Filling the holes with epoxy was pretty easy. Just stick a little tape underneath. (I forgot to do this once, if you can believe it, and dribbled epoxy all over the cabin sole.)
I built the plugs up in layers because it was a hot day. The
lowest two layers were a runny mixture of West epoxy, milled Fiberglass Chop
from Tap Plastics, and Colloidal Silica, stirred after injection to ensure
the core edges were coated well. The top layer was super thick,
and carefully injected into the holes
to make sure that they were totally filled
even where the deck was at an angle.
That was the end of Day One, so I covered the holes with tape to keep the evening fog and dew out.
By the way, the old handrails pretty much shattered with I took them off. They were old, dry and brittle. I think if they had been stressed hard they would have broken, so I feel better about replacing them.





Inside, I made a dusty mess cutting holes in the headliner big enough for 1.5" fender washers -- except for where the headliner was already epoxied in (right.)

Masking the rails turned out to be easy. Tape the deck, put
the rails down
and trace the outlines with an Exacto knife.
Maybe that left little scratches
in the gel coat.
I can't see them....
(Those padeyes from
the Self-Tender Page
make perfect places to clip spare halyards!)

The leading bolt on the short 2 foot rails was a pain.
It had leaked so bad that the water had
stained the fiberglass headliner -- from the Back Side!
Because this bolt wasn't behind a panel, the water had just run down where
ever it could, coming down in random places throughout the boat.
It had not been bolted down properly to begin with.

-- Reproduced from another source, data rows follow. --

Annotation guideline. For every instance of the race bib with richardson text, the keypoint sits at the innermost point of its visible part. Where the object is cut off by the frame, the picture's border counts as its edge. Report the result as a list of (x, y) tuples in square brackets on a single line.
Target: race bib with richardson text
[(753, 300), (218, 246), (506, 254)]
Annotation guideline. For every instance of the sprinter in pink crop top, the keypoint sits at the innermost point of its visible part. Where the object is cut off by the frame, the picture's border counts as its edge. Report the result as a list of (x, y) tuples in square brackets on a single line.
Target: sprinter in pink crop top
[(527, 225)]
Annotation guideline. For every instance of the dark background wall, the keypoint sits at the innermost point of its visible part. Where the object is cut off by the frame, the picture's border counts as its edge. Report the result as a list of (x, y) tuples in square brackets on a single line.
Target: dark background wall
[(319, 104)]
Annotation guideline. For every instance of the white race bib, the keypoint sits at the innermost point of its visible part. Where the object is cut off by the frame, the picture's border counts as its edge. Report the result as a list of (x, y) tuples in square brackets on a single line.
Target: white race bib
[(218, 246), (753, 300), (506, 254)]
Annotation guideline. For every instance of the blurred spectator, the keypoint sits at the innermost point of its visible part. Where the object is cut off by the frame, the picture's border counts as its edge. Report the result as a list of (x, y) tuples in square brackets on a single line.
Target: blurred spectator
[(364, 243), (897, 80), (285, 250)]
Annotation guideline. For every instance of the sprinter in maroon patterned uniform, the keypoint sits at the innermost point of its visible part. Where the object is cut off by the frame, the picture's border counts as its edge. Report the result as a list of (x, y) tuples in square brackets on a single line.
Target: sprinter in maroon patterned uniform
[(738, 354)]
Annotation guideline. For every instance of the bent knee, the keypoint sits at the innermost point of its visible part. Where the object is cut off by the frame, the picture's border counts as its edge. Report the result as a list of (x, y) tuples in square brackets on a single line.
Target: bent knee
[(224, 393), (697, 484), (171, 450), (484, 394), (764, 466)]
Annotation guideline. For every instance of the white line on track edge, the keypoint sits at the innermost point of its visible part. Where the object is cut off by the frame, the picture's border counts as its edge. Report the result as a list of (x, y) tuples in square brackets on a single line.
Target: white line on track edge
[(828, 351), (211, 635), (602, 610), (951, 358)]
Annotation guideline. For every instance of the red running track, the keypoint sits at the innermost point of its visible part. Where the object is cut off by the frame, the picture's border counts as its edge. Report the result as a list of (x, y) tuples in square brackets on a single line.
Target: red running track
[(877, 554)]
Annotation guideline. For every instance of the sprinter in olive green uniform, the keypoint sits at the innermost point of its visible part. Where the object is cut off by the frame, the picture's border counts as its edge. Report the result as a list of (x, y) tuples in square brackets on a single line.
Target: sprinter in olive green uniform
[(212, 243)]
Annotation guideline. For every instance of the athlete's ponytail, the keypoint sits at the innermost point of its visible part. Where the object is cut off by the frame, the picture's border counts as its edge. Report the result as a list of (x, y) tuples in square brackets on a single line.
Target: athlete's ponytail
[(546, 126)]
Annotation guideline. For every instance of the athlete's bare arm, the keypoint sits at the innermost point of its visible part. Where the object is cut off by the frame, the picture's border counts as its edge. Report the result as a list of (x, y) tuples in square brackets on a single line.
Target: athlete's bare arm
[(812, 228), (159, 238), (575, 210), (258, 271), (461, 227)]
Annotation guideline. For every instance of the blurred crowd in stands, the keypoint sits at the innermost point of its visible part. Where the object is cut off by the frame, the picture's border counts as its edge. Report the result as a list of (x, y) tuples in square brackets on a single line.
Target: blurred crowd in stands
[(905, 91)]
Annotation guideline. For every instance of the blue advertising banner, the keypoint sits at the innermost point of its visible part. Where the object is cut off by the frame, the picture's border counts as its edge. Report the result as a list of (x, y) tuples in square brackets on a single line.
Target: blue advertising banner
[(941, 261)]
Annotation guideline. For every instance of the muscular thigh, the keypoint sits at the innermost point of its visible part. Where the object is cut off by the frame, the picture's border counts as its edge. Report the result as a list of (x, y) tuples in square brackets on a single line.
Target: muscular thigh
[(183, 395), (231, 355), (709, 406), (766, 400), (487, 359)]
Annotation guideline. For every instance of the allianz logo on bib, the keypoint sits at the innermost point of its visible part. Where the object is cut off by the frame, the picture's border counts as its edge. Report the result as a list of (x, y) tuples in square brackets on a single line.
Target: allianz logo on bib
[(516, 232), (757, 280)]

The aft-most (3 foot) handrails caused me to stop. Oops. I
guess we weren't
Tops in Measuring. (grin.)
Both the middle posts on both sides are .25" short. I probably should have caught this before ripping everything apart and drilling holes in the boat. Oops.
Hmmm. I have a few phones calls to make.
Amazingly, this didn't upset me.
Perhaps I was ready to clean up and go home anyway. Also, these rails are
covered by the dodger and aren't reachable,
so there's no safety issue and not having them on won't stop me from going
sailing.
I plugged the holes with caulk and covered them with tape,
and I'll stick an update on this page in a little while.
(Update November 2002 -- The reworked rails are on. I rushed the installation
a bit, and my caulking job is sound
but not as pretty. Oh well.)
I had specified 2" bolts on all the
rails, on the theory that it's better to have the bolts too long than too
short. The main
(4 foot) rail bolts pictured to the left could have been 1.75", and the
front
(2 foot) rails could have been 1.5". I'll need to clip them with bolt
cutters or a Handy Dremel Tool to allow the headliner panels to go back on.
So here's the view of the starboard side...
And of the port side.
Note: You can see to the right how the extra wide end pads don't cover the old snaps per my original plan, and that's too bad. I'm not into doing 12 little spot gelcoat repairs -- I tried to do that on the cockpit cabin top job and spent an entire month trying to get it right and never did. So I overdrilled the snap holes, filled them with epoxy and set an oiled screw/washer in them. It's water tight and the epoxy is protected, but it ain't very pretty. I'm open to ideas that don't involve hiring somebody...


Looking back
from the bow...

Starboard from the dock...
I think this looks fine. Certainly, finely finished, solid teak hand rails look wonderful, but there's enough metal on this boat so that the stainless rails also look fine. More importantly, they'll look fine longer without me having to deal with them.

Looking from the port side, from the dock.
I didn't paint my rub rail fluorescent green, that's just tape from doing the teak toe rail.
Somebody else is doing it.
No time, and I can't look at that dirty weathered gray any more.